I asked why the strikers weren't armed at least with bricks and stones, or the horse-foiling marbles they'd had when I'd seen them on my first trip. Quin said their whole plan had been to avoid combat now, to resist the owners peacefully. “But I'm disgusted that San Francisco cops,” he said, “who come from the same neighborhoods as the workers, even the same families, would turn on men who ought to be their comrades.”

“That's their role,” Pammy said. “Follow orders, the role they've memorized.”

“I guess so,” Quin said, “but it's against their interests.”

“In this Depression,” Teresa said, “their interest is to feed their families.”

“Lucky to have a job keeping the peace is probably how they feel,” Race said.

“They're not peacekeepers today,” Quin said. “They might as well be the shipowners' hired army to break the union, and when the National Guard gets here, the state and property owners will be identical.
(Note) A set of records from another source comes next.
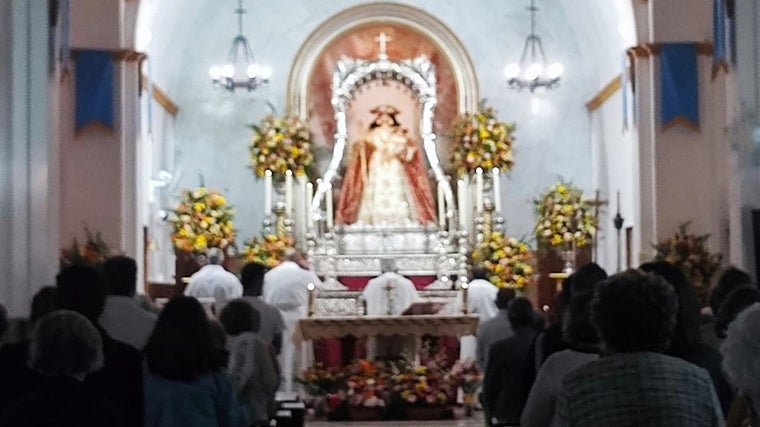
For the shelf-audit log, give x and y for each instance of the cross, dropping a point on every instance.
(383, 39)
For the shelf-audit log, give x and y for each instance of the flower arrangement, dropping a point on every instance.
(565, 217)
(321, 380)
(509, 262)
(267, 249)
(481, 141)
(367, 384)
(280, 144)
(94, 251)
(201, 220)
(689, 252)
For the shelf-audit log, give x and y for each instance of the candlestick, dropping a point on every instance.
(309, 196)
(479, 190)
(267, 192)
(310, 306)
(441, 207)
(460, 203)
(496, 176)
(328, 206)
(289, 193)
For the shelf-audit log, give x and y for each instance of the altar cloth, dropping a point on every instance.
(372, 326)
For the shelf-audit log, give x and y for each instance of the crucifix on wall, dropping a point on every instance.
(383, 40)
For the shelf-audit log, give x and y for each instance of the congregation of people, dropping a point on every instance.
(631, 349)
(96, 354)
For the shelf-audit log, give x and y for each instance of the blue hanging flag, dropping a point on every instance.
(720, 37)
(678, 83)
(94, 88)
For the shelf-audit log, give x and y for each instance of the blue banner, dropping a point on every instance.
(679, 83)
(94, 88)
(720, 37)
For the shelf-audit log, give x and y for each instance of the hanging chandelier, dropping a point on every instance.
(532, 71)
(240, 71)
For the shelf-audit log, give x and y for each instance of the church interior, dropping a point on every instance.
(120, 114)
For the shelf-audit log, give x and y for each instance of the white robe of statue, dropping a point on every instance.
(481, 300)
(388, 294)
(285, 288)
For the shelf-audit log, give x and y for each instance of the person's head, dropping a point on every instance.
(586, 278)
(577, 329)
(736, 302)
(252, 278)
(65, 343)
(385, 115)
(479, 273)
(215, 256)
(503, 297)
(181, 346)
(634, 311)
(686, 337)
(730, 279)
(82, 289)
(121, 275)
(520, 313)
(387, 265)
(740, 350)
(45, 301)
(238, 316)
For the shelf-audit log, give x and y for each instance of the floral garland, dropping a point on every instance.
(281, 144)
(94, 251)
(565, 217)
(689, 252)
(481, 141)
(267, 249)
(201, 220)
(509, 262)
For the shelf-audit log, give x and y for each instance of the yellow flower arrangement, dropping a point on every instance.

It's a lesson plan older than Caesar.”

Nick Bordoise greeted us at the ILA hall, oddly cheery, ready to serve lunch. “Welcome to the International Longshoremen's Association
deluxe table d'hôte
,” he said, putting out salami sandwiches and apple cider. The slender Greek was going back to his restaurant the following week. “I won't forget my comrades here,” he said, “but I have to sling what you say a better grade of hash, make some moolah. Remember Napoleon declares an army marches on its stomach so
kali orexi, pedhia
, eat up, my hearties.” Nick's English was correct enough, but it could veer off a few decades, as if he'd learned the language from Jack London.

Seated on benches at big picnic tables, union members were downcast, looking at their sandwiches as if to find solace in them or the paper plates. It didn't seem possible to maintain a picket line in the face of gunfire and gas, and it was fruitless to try. At least inside their headquarters they were safe in what had been observed as a neutral zone.

That last certainty disappeared just after one o'clock when, lunch break over, the police assaulted the ILA union hall itself. They didn't bother to come up the stairs but shot gas canisters through the windows. Most of the union members, coughing and with their eyes tearing, poured down the stairs into the street. Quin dashed out with them. Pammy and Teresa and Race and I covered our faces with napkins and handkerchiefs. Nick Bordoise threw us dish towels he'd soaked in water, which gave us more protection. Nick put one over his own face and chased down the stairs.
“Bastardi!”
he shouted. “The bastards can't do this!
Christe! Christe!
The workers are rising, equality is on the march!” What he said sounded so European. They may have been Nick's final words.